Now obviously, how psychology measures up against other disciplines varies by faculty rank and institutional classification (as well as by whether an institution is public or private, though that comparison is not included here).
But as Figure 2 below shows, only 6 out of 16 types of positions in psychology (~38%) fall in the top half of the income distribution for academics (i.e., New Assistant Professors at Baccalaureate institutions and Research institutions, Assistant Professors at Research institutions, and Full Professors at Baccalaureate, Master’s, and Research institutions).
Figure 2: Percentile Rank for Tenured and Tenure-track Faculty Positions by Faculty Rank and Institutional Classification.
Among the four institutional classifications, psychology professors at Research level institutions are generally paid best relative to their peers in other disciplines (average percentile rank = 0.53), and psychology professors at Master’s level institutions are generally paid most poorly relative to their peers in other disciplines (average percentile rank = 0.36).
So what should we take away from all of this?
For one thing, given that there are many more Master’s level institutions in the country than Research level institutions (and that one is therefore more likely to land a tenure-track position at a Master’s level institution than at a better paying Research level institution), most psychologists on the tenure-track job market, whether they realize it or not, are in a race to the bottom half of the academic pay scale .
Each year, more and more people compete for a relatively small number of jobs, yet on average, most of these “highly competitive” jobs pay less than similar positions at similar institutions in other academic disciplines.
But then if you are a psychology professor at a smaller Master’s level institution, perhaps you don’t necessarily care whether you are making less money than most of your peers in other fields.
After all, academics aren’t supposed to care about money…Right?
If you’re a professor at a college or university, perhaps you tell yourself that you do what you do because of your love for teaching and because of your commitment to lifelong learning and scientific discovery.
Whatever it takes to resolve the cognitive dissonance.
 Thanks to Linda Skitka (@LindaSkitka) and Erika Salomon (@ecsalomon) for reaching out to me on Twitter to point out that the National Science Foundation (NSF) publishes estimates of the number of people who earn a doctoral degree each year. Based on the numbers from the NSF, the chance of securing a tenure-track faculty position right out of graduate school is higher than what I estimated in my previous post – around 30%. However, the NSF may underestimate the number of doctorates awarded each year in psychology, as their estimates for the field as a whole (across all areas of specialization) are considerably lower than estimates published by the American Psychological Association’s Center for Workforce Studies.

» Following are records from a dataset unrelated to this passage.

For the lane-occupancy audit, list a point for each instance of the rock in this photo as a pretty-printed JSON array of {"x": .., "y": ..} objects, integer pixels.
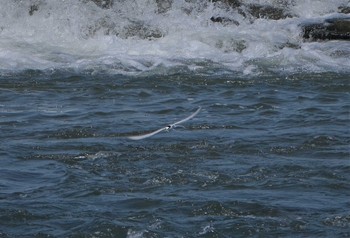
[
  {"x": 268, "y": 12},
  {"x": 164, "y": 5},
  {"x": 329, "y": 29},
  {"x": 224, "y": 20},
  {"x": 33, "y": 8},
  {"x": 344, "y": 9},
  {"x": 231, "y": 3},
  {"x": 103, "y": 3}
]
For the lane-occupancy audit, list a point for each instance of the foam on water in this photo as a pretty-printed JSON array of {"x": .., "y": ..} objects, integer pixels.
[{"x": 146, "y": 36}]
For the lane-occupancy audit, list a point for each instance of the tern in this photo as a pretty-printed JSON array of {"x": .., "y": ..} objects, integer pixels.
[{"x": 171, "y": 126}]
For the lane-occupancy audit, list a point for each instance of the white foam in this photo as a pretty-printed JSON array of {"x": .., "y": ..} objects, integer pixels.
[{"x": 133, "y": 37}]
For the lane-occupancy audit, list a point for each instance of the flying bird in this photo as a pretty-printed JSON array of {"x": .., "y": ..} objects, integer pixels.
[{"x": 171, "y": 126}]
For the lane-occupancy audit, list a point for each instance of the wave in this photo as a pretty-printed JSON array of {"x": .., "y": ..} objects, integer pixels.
[{"x": 153, "y": 36}]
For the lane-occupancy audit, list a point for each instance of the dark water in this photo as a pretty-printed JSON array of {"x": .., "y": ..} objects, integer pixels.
[{"x": 267, "y": 156}]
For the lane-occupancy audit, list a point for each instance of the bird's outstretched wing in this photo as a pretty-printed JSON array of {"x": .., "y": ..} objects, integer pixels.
[{"x": 140, "y": 137}]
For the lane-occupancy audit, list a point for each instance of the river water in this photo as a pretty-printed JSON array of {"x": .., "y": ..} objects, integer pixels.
[{"x": 266, "y": 156}]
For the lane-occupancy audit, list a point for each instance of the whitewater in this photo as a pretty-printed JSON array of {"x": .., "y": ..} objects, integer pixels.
[
  {"x": 136, "y": 37},
  {"x": 253, "y": 114}
]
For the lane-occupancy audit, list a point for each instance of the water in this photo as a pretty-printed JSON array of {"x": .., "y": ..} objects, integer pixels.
[{"x": 268, "y": 155}]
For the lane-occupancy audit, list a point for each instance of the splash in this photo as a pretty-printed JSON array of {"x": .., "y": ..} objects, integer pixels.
[{"x": 151, "y": 36}]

As such, a reasonable estimate of the chances of landing a tenure-track faculty position right out of graduate school is probably somewhere between 18% and 30%.
 Click here to read the accompanying press release, which highlights some notable findings from the survey, such as the fact that overall median base salaries of tenured and tenure-track faculty members in the U.S. increased by 2.1% from the previous year, which was better than inflation (1.5%). Furthermore, salary increases were greater at public institutions (2.2%) than at private institutions (2.0%) for the first time in four years.
 According to data from the Carnegie Classifications website, Master’s level institutions account for 40% of all four-year colleges and universities in the country. Baccalaureate institutions account for 44%, Research institutions account for 11%, and Doctoral institutions account for 5%.